Who Should Worry (and Who Shouldn't)
Mid-level solar PV design engineers working primarily on residential rooftop systems using templated workflows in Aurora Solar or Helioscope should be most concerned — their daily work overlaps heavily with what AI design tools already automate. Those who will thrive are engineers designing complex commercial and utility-scale systems, holding or pursuing a PE licence, and expanding into battery storage and microgrid design. The single biggest separator is system complexity: an engineer designing a 5 kW residential rooftop array from satellite imagery is doing work AI handles well today, while an engineer designing a 50 MW ground-mount system with complex interconnection, battery storage, and custom inverter configurations is doing work that demands human judgment for years to come.
What This Means
The role in 2028: Solar PV design engineers will spend less time on layout generation, shading analysis, and permit documentation — AI tools handle the computational and templated portions almost entirely. The surviving version of this role is a solar energy systems engineer who architects complex projects (commercial, utility-scale, storage-integrated), reviews and stamps AI-generated designs, and solves novel engineering problems that software cannot template.
Survival strategy:
- Pursue PE licensure. The Professional Engineer stamp creates a legal moat AI cannot cross — someone must bear personal liability for engineered designs. PE-licensed solar engineers command $100,000+ and have structural job protection.

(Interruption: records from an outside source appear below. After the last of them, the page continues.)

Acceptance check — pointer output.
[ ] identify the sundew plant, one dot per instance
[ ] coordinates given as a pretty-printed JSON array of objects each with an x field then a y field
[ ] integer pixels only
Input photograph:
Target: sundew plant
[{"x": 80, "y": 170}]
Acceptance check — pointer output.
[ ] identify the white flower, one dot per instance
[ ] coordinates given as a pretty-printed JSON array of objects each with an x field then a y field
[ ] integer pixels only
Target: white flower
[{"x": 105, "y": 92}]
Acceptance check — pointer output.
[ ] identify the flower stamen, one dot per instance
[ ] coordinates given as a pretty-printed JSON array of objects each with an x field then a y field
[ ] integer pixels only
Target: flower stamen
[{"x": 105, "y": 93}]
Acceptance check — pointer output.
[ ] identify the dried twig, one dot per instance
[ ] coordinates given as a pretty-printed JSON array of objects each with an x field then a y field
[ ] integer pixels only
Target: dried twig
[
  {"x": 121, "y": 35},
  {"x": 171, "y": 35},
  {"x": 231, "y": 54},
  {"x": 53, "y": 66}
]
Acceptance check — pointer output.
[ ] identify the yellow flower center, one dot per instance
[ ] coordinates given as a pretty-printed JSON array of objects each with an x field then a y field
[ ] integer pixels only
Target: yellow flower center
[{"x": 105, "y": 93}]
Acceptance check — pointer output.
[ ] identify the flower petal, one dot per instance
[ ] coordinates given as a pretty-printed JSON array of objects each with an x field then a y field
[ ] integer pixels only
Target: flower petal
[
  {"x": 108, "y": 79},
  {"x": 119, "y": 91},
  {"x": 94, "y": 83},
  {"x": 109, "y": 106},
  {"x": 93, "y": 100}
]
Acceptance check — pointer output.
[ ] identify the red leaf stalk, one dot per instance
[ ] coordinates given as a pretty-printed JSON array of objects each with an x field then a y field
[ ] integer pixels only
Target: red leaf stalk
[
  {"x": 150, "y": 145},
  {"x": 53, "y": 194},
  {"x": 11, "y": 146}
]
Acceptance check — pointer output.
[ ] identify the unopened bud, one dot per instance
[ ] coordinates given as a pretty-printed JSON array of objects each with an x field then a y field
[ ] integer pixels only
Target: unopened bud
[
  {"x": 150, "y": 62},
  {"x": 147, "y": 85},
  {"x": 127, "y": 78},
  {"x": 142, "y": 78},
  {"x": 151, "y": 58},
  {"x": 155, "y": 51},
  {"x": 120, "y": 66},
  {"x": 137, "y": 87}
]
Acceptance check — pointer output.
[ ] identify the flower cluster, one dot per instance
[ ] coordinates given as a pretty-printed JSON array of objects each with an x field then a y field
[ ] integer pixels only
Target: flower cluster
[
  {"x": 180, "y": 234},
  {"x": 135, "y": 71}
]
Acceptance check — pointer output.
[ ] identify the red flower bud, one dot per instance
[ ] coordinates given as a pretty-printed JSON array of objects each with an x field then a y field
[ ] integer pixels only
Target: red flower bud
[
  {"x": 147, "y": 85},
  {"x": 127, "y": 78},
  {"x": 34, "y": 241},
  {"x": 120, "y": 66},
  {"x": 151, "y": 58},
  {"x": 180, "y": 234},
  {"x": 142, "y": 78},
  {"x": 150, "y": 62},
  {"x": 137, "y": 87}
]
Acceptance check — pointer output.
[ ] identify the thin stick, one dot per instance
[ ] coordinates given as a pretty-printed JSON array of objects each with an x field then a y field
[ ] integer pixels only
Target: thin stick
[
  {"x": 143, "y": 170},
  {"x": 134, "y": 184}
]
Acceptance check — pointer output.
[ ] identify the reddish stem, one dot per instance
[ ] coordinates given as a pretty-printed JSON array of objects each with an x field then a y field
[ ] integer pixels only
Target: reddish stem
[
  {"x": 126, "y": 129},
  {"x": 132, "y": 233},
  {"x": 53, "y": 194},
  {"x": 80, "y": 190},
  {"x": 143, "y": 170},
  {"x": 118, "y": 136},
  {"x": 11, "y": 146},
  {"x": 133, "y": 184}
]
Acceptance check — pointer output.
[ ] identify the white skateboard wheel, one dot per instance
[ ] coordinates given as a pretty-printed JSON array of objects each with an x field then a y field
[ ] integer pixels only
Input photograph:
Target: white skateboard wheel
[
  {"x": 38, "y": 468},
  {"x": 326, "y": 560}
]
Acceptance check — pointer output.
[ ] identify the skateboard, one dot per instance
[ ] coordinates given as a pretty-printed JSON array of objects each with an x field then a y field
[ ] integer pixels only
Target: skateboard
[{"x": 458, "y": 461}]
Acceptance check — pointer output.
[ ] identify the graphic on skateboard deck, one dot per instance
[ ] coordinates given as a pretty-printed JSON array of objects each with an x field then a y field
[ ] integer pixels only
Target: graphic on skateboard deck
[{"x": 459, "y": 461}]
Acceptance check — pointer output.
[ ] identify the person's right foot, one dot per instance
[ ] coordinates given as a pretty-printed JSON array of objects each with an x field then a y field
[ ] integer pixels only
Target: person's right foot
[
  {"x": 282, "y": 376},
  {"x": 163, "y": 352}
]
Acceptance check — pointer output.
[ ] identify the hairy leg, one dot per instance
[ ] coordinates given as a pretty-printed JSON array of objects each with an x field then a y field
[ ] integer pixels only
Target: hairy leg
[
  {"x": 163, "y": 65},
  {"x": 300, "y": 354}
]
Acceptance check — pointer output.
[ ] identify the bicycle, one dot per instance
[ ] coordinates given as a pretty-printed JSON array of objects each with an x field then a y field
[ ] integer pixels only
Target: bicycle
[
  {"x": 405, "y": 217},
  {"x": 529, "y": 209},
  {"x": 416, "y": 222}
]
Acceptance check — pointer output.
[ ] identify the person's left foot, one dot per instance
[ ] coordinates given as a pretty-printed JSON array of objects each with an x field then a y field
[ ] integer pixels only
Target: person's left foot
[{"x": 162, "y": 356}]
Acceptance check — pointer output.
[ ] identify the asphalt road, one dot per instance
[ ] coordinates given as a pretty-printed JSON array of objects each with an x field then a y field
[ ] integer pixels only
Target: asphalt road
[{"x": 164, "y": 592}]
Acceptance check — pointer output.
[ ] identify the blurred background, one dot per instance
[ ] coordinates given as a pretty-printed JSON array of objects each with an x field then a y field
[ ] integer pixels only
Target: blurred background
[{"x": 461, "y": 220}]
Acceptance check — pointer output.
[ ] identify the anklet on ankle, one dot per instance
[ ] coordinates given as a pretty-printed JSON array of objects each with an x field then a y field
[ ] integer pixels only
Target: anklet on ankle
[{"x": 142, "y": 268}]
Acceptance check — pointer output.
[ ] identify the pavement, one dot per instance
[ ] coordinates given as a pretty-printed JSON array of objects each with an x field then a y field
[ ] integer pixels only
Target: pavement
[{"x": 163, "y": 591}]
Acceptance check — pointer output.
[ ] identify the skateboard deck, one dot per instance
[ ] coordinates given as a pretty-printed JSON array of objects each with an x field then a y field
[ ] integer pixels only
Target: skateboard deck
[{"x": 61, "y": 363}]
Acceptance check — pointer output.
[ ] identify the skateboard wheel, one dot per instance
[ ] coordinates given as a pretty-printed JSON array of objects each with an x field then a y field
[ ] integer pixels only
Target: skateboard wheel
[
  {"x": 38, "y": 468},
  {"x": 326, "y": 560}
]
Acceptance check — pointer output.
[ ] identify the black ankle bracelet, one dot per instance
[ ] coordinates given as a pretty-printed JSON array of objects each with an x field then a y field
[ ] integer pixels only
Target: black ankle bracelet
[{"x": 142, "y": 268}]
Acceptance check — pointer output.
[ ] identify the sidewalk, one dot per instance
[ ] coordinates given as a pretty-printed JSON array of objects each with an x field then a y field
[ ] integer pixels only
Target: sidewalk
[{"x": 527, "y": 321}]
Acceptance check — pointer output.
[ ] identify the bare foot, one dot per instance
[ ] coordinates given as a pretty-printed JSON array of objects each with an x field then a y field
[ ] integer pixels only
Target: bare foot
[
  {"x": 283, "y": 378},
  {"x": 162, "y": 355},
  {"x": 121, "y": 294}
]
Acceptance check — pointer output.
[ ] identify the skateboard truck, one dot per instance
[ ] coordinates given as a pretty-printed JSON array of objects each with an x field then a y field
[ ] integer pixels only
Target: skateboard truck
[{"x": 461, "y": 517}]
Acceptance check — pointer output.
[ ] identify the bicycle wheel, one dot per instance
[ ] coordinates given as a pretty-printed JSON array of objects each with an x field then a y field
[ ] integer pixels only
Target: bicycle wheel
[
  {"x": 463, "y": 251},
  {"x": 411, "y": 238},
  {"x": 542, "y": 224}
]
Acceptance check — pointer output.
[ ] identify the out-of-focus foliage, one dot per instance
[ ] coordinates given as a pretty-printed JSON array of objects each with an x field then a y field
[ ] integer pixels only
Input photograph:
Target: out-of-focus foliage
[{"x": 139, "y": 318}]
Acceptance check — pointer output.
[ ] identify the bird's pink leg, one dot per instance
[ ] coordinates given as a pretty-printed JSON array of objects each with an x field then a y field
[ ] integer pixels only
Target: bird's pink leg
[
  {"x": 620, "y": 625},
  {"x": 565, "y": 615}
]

- Move toward complex project types. Utility-scale, commercial, battery-integrated, and microgrid designs require engineering judgment AI tools cannot reliably provide. Residential-only designers are most vulnerable.
- Learn battery storage and grid integration design. The fastest-growing segment of solar engineering. Hybrid PV-plus-storage systems, EV charging integration, and behind-the-meter energy management add design complexity that resists automation.
Where to look next. If you're considering a career shift, these Green Zone roles share transferable skills with Solar PV Design Engineer:
- Solar Photovoltaic Installer (AIJRI 68.6) — electrical and solar system knowledge transfers directly; physical installation work is AI-resistant
- Wind Turbine Service Technician (AIJRI 76.9) — renewable energy domain expertise with hands-on field maintenance AI cannot perform
- Structural Engineer (AIJRI 53.2) — engineering design and PE licensure skills transfer; PE-stamped structural work carries stronger barriers
Browse all scored roles at jobzonerisk.com to find the right fit for your skills and interests.
Timeline: 3-5 years for residential design roles to consolidate significantly. 7-10 years for complex commercial/utility-scale design work to face serious AI competition. PE-licensed engineers designing novel systems have the longest runway.